Aim big, don't fuck over the working class or anarchists, and don't be a sack of shit.


----------



## Hobo Mud (Mar 10, 2018)

NotmybestNotmyworst said:


> https://toronto.ctvnews.ca/mobile/h...sked-vandals-to-anarchist-book-fair-1.3831348
> 
> Dont do this stupid shit. Nobody benefita or learns anything from this idiocy. Im no saint and done my share of asshole things but this is douchebag worthy. Smash up a bank, rob a greedy multinationals third home and give the money to the poor people hes exploiting, or ransack and expose a crooked politician. Dont fuck up some little goddamn donut shop. Like a mom and pop shop. It only gives anarchists a bad name and gives reason for he regular public to demonize us. Stupid shit happens in a frenzied riot but this was pathetic. I get how insurance will cover it so its a little push back but peoples personal/irreplaceable things probably got destroyed aswell. This is some ignorant shit imo. I dont know what you all think.



Refreshing to see someone grow a pair of balls and have the integrity to post a opinion about this. Admire your passion and agree with what you stated. My hat is off to you friend. Keep on keeping on and safe travel's.


----------



## Deleted member 20975 (Mar 10, 2018)

Matt Derrick said:


> i apologize if this is a bit conspiratory, but there have been previous instances of provocateurs working for the police, white nationalist groups, etc infiltrating the black block and instigating this kind of stuff to make people on the left look bad or justify imprisonment. not saying that happened here (i didn't have time to read the article) but it's something to think about/consider.


Oh thought that was a huge possibility. Especially because the cops didnt stop shit or manage to catch anyone. They did it in the G20 in toronto so why wouldnt they do it again, right.


----------



## Trooper (Mar 11, 2018)

Matt Derrick said:


> i apologize if this is a bit conspiratory, but there have been previous instances of provocateurs working for the police, white nationalist groups, etc infiltrating the black block and instigating this kind of stuff to make people on the left look bad or justify imprisonment. not saying that happened here (i didn't have time to read the article) but it's something to think about/consider.

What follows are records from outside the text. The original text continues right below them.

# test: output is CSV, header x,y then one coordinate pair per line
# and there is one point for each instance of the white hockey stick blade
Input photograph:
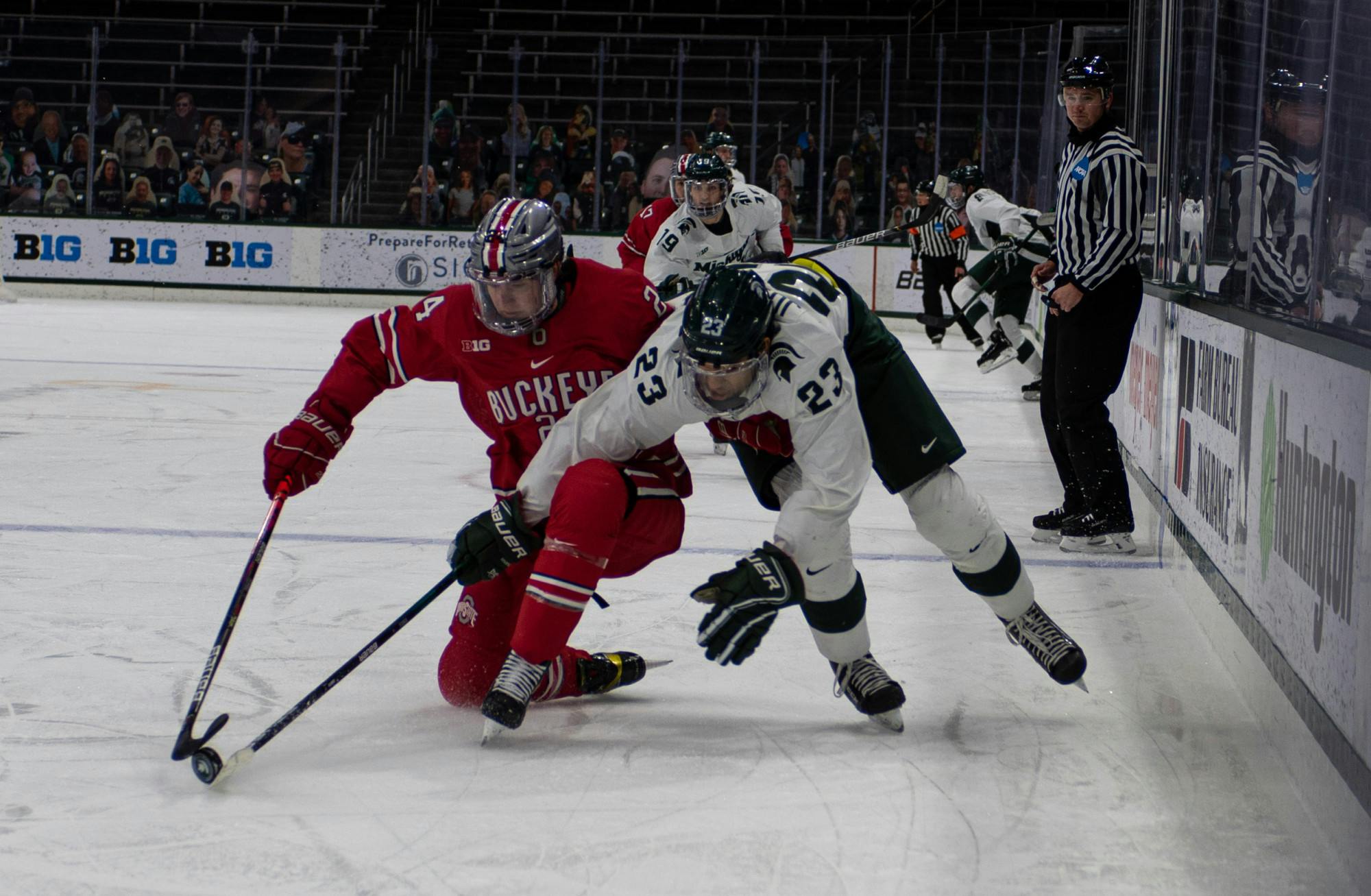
x,y
232,765
890,720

I was literally thinking the same thing while reading this article.


----------



## Deleted member 20683 (Mar 11, 2018)

I see the value in picking ones battles (case in point - I stay entirely out of battles these days myself)
Here is an essay I read from a local perspective that may be of interest though
https://anarchistnews.org/content/staying-solid-through-flurry-anarchist-perspective-kirkendall-riot
Just putting it out there, not endorsing or looking to debate...


----------



## CaptainCassius (Mar 11, 2018)

@Matt Derrick has a good point about the kinds of subversive tactics authoritative agencies take part in to sway the public view. Nonetheless I know that some misguided individuals or groups might have actually seen that as some kind of achievement. Going back to another thread 'stranded as fuck in el centro' ; I think this is a good example of why information should be shared: if not at the very least to keep the heat off of persons that might be construed as associated with those individuals.


----------